Property market to see 3% growth in 2020

30 Jul 2020

House prices in Britain are expected to increase by as much as 3% in 2020, boosted by a sales-tax exemption and a rebound in demand following the pandemic lockdown. 

Recent data from property platform Zoopla indicated that house prices jumped 2.7% in June – the fastest pace in almost two years. The increase was driven by a restart in property market activity, as well as a stamp duty holiday rolled out by the Chancellor earlier in July, which is expected to boost prices in the coming months. 

The upbeat forecast arrives against a previous outlook for price growth to decelerate towards the end of 2020. 

In March, Britain’s housing market was frozen amid government-imposed lockdown measures to control the spread of Covid-19. Construction sites were also temporarily shut down, as employees sought to establish safe working practices.
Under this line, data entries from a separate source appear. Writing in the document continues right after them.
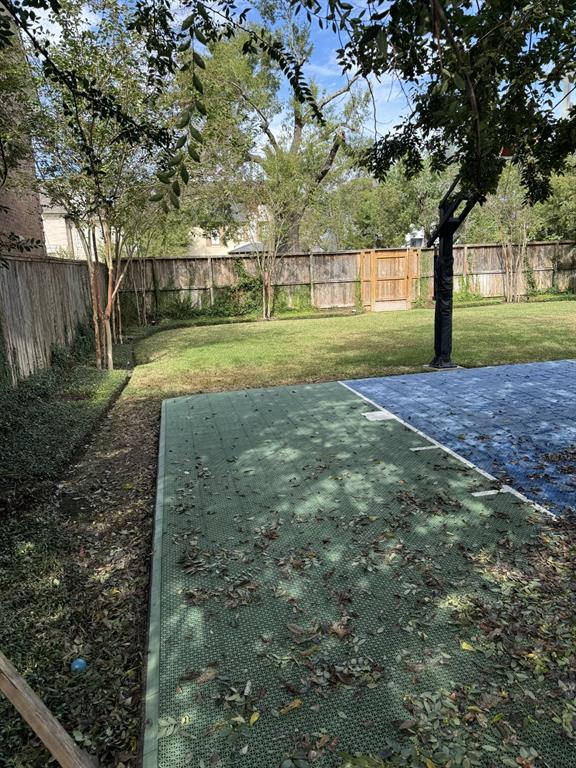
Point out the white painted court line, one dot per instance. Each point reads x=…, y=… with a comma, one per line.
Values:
x=436, y=444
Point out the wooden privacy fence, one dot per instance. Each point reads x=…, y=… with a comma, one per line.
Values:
x=44, y=300
x=479, y=269
x=42, y=303
x=373, y=279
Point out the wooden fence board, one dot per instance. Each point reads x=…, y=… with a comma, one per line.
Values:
x=42, y=303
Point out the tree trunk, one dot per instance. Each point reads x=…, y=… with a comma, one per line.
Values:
x=92, y=277
x=108, y=335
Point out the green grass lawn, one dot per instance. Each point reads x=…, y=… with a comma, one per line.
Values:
x=45, y=419
x=200, y=359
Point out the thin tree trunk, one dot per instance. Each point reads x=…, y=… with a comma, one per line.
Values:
x=108, y=334
x=93, y=294
x=98, y=301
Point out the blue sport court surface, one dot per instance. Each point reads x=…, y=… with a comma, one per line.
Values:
x=516, y=422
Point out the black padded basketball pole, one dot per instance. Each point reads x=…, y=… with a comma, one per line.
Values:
x=450, y=219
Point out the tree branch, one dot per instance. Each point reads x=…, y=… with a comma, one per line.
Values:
x=264, y=122
x=340, y=92
x=329, y=162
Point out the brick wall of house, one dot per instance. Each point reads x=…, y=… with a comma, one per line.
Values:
x=23, y=214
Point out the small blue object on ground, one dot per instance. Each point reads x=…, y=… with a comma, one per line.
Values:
x=517, y=422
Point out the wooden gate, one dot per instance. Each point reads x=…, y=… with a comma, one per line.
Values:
x=386, y=278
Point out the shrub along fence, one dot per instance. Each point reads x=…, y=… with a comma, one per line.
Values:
x=195, y=284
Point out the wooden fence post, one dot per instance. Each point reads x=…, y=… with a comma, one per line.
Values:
x=56, y=740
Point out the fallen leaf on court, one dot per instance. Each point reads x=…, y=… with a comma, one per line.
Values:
x=207, y=674
x=294, y=704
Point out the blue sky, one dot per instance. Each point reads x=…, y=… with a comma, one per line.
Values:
x=389, y=98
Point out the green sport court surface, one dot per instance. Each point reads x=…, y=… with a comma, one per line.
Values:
x=309, y=562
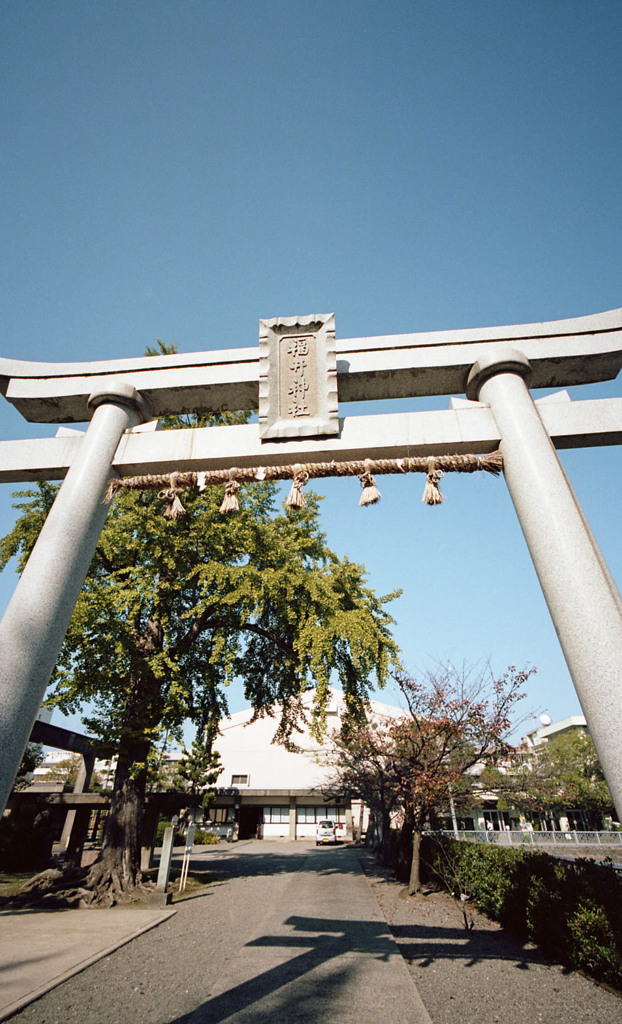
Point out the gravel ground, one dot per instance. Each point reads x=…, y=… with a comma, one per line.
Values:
x=483, y=976
x=477, y=977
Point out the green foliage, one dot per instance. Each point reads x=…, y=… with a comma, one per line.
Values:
x=203, y=838
x=163, y=823
x=573, y=910
x=561, y=775
x=172, y=611
x=200, y=766
x=65, y=771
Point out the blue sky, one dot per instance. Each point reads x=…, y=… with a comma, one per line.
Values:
x=177, y=170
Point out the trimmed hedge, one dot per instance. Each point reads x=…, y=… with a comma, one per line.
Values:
x=573, y=910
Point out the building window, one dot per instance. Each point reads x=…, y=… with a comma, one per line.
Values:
x=308, y=815
x=219, y=814
x=276, y=815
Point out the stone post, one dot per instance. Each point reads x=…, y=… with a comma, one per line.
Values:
x=35, y=623
x=292, y=819
x=581, y=595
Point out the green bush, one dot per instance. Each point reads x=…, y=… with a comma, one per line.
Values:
x=572, y=910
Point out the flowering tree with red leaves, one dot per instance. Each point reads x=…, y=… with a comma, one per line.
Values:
x=456, y=720
x=364, y=768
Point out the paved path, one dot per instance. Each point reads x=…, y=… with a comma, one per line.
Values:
x=283, y=933
x=39, y=949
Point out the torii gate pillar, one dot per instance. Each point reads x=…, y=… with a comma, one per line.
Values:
x=35, y=623
x=583, y=600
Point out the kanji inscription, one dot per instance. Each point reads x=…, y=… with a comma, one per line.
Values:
x=297, y=377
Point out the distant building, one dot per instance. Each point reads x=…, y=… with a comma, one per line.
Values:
x=266, y=792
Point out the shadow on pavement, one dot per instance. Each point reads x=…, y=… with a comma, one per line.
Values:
x=424, y=946
x=323, y=941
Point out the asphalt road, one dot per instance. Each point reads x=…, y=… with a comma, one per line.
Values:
x=282, y=933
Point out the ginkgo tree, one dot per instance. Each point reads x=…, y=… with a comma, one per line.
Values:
x=172, y=611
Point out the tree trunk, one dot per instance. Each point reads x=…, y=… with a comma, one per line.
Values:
x=385, y=846
x=116, y=876
x=414, y=885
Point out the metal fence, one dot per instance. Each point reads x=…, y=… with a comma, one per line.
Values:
x=567, y=840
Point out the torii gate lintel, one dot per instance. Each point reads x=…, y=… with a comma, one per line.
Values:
x=492, y=366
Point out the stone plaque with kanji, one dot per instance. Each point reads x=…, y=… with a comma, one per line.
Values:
x=297, y=377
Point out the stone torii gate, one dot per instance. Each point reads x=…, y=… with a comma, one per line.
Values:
x=298, y=422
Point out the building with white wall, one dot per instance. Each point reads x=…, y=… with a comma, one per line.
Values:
x=267, y=792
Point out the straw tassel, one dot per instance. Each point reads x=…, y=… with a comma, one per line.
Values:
x=230, y=502
x=295, y=499
x=370, y=495
x=174, y=509
x=431, y=493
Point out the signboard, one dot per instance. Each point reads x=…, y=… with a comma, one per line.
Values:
x=297, y=377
Ever since the gradual easing of lockdown measures in May, deals have slowly begun to pick up pace, boosted further by other incentives to drive growth including a stamp duty holiday. 

"The stamp duty holiday is very much a south of England, southeast of England sort of incentive," Richard Donnell, Zoopla's director of research and insight, said by phone. "The current surge will not be maintained, it will fade in the second half of the year as people who want to move now move and take the benefit."

Although the forecast has improved, the UK property market is still set to feel the brunt from the coronavirus lockdown. Sales are expected to decline 15% from 2019 levels, according to Zoopla. Nonetheless, this is still higher than the previous forecast. 

"In the early part of the Covid crisis, we thought it was looking like transactions would be down 30 per cent to 40 per cent this year," Donnell said. "Everyone in the industry has been taken aback by how resilient consumers have been and how willing they've been to come back in the market."